散歩道<1636>
経済気象台(138)・大量為替介入のツケ
過去最大の大量為替介入の結果、現在、外為会計には約9千億円の外貨資産がたまっている。これだけ巨額の外貨資産を保有する投資家は日本には存在しない。運用の詳細は分からないが、公表資料によると、大半が外貨建て証券であり、比較的短期の米国国際が多いと推測される。企業がある程度の余資を必要とするのと同様、国にも外貨資金繰りのバッフアーとしてある程度の余資を持つことは当然だが、他の先進国と比較してこれだけの規模が必要とは思えない。企業の場合は、株主の目が光っており余資の抱えすぎはチェックされるが、外為会計の場合にはそうしたチェックはかからない。ファンドは年金であれ、投資信託であれ、分散運用を通じてリスクとリターンの組み合わせを意識しながら、最も有利な運用を目指している。

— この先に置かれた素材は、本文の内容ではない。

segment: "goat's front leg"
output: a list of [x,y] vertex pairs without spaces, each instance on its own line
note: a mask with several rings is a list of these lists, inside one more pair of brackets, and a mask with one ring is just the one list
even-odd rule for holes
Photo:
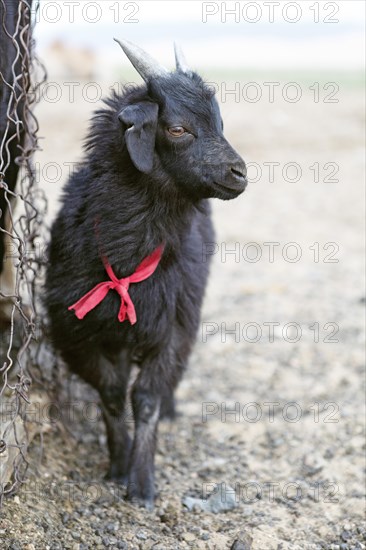
[[145,389],[143,376],[140,375],[132,391],[135,437],[130,455],[127,496],[148,509],[154,506],[154,457],[160,403],[159,393]]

同様に、今後の高齢化社会への以降を考えると、現に大量の余資が存在する以上、国としても外為会計の保有資産の運用効率を上げることは重要な課題である。仮に、運用利回りが1%高まると運用益は年間1兆円も増加する、実際、外貨準備の投資会社は、シンガポールや韓国では存在する。中国も先般、外為準備の運用の多様化を目指して運用専門の組織をたちあげることを決定したと報じられている。日本はどうするのであろうか。当局者の気持ちを推し量ると、自由経済を標榜(ひょうぼう)する国として、国営ファンドを立ち上げるのにも抵抗があるが、さりとて、為替レートへの影響を考えると、外貨の売り介入を行って外貨準備を圧縮することもできず、金縛りの状態にあるのではないかと推測する。公共投資の場合は遅まきながら後世代へのコストを意識して抑制策がとられている。外貨の公共投資ともいえる為替介入が払っているツケを見ると、コストを意識しないマクロ経済政策の怖さをおもわざるを得ない。